Donald Trump is doing everything he can to help his friend Vladimir Putin prevail in Russia’s three-year long invasion of Ukraine and unfortunately it’s working on the battlefield.

Following the infamous Oval Office ambush by Trump and Vice President JD Vance of Ukrainian President Volodymyr Zelenskyy, the U.S. suspended military and intelligence assistance to Ukraine, followed in short order by even commercial satellite support, a decision one Ukrainian officer has said already led to “hundreds of dead” as Russia uses the opportunity to pummel them.

This certainly does make an imminent end to the war likelier, but with Moscow’s victory, not in a negotiated settlement way. These actions have hampered Ukraine’s capabilities to the point that it has weakened Kyiv’s leverage and negotiating position and made it more likely to essentially lose outright, which is an outcome that Trump increasingly seems to be publicly open to, or at least indifferent about. There are a few potential explanations for this, none of which are good.

Perhaps Trump genuinely wants to aid Putin, either because the Kremlin leader really has some direct sway over him or Trump simply admires the despot and his consolidation of power.

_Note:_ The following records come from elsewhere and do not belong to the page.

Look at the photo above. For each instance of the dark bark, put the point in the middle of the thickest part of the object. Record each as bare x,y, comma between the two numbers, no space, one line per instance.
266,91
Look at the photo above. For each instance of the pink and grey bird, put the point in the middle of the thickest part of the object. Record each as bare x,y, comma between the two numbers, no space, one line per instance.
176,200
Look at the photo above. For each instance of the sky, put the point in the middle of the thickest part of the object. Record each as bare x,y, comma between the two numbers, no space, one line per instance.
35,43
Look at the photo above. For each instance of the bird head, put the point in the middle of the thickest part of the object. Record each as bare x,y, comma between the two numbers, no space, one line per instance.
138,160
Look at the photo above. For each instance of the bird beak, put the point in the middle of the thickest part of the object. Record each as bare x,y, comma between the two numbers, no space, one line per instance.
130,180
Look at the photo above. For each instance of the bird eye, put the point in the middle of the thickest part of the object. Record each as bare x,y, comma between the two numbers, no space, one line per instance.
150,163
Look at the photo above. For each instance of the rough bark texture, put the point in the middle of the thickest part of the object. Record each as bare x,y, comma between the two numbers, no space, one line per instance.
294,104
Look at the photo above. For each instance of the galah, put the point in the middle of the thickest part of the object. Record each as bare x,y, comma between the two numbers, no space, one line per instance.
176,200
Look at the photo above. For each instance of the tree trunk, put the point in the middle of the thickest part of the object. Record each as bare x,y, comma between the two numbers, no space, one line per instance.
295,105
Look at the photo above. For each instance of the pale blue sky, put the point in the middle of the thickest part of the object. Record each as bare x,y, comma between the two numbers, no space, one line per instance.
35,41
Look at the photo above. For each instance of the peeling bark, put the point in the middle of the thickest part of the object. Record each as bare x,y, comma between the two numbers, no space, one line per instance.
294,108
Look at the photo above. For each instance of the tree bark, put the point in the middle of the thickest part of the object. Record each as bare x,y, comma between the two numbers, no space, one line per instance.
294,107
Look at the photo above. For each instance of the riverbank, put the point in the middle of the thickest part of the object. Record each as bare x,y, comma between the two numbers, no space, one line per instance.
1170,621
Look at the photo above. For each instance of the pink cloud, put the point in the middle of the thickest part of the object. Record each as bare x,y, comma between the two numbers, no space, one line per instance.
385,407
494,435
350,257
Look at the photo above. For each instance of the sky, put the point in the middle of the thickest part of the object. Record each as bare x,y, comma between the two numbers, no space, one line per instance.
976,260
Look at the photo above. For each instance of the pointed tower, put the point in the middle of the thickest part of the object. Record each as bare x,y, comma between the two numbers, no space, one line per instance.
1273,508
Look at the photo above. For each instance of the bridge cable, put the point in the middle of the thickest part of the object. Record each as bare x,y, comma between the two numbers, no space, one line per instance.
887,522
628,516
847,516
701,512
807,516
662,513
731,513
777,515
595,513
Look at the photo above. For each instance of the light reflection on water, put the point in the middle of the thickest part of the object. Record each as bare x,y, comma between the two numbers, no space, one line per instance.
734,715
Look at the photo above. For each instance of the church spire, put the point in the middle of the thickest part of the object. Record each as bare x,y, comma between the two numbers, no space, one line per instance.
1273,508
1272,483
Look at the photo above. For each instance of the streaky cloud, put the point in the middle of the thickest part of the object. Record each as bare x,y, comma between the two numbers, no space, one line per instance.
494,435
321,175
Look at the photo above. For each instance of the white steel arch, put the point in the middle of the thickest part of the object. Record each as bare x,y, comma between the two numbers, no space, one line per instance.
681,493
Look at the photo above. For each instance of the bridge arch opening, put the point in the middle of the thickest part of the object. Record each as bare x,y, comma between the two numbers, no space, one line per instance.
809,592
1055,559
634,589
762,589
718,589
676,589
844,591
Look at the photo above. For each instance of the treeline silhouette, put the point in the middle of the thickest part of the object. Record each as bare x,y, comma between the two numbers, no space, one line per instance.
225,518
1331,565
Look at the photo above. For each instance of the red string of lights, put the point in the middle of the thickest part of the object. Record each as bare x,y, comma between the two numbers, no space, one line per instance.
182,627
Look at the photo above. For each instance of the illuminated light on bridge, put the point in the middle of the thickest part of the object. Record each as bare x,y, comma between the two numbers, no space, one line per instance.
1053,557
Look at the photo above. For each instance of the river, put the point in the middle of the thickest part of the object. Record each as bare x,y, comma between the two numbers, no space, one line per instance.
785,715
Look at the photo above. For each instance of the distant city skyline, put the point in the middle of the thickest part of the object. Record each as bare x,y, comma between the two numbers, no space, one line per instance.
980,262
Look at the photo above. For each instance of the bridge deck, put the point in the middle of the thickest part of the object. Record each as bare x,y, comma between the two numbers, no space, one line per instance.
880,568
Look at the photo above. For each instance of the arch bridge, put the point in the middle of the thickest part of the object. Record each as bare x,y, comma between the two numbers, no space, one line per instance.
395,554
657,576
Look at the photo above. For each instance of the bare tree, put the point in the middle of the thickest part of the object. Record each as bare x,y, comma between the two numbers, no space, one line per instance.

Perhaps it’s exclusively because Zelenskyy just did not prostrate himself sufficiently enough at Trump’s feet, and in the only language Trump understands he has to be the “winner” or the dominant party in any exchange.

Perhaps Trump quite simply does not care or even understand why supporting Ukraine in its efforts to defend itself from the unprovoked invasion is both a correct moral and practical choice.

What seems to have most set Trump off during his Oval Office tantrum was Zelenskyy’s suggestion that the U.S. might be sitting pretty now but would feel the impact of an emboldened and aggressive Russia later on. Trump interrupted him, yelling “you don’t know that” and “don’t tell us what we’re going to feel.” He seems to believe, for whatever reason, that Putin could prevail in Ukraine, surely supercharging his designs against the rest of Europe — our longtime allies as well — and that none of this is going to blow back on the United States.

Already, irreparable harm has been done. In addition to the lives lost and at risk in Ukraine as the U.S. pulls back on critical military and intelligence supports, even if Ukraine receives an outpouring of support from the rest of Europe and continues to hold its own and eventually prevail, the trust and cooperation painstakingly built in the decades of the post-WWII order will have collapsed, torpedoed by Trump in less than two months.

We are pleased to see that wiser leaders in France, Germany, the U.K. and elsewhere are waking up to the reality that there’s no U.S. cavalry over the hill and they must beef up their own intelligence and military capabilities, though they will have to do so fast.

In this version of the future, though, it is not all of us together, like it was in the aftermath of 9/11, the only time that NATO’s Article 5 was invoked and our allies came to our assistance when we were attacked. In this version, the U.S. is an adversary, and we’ll all be worse off for it.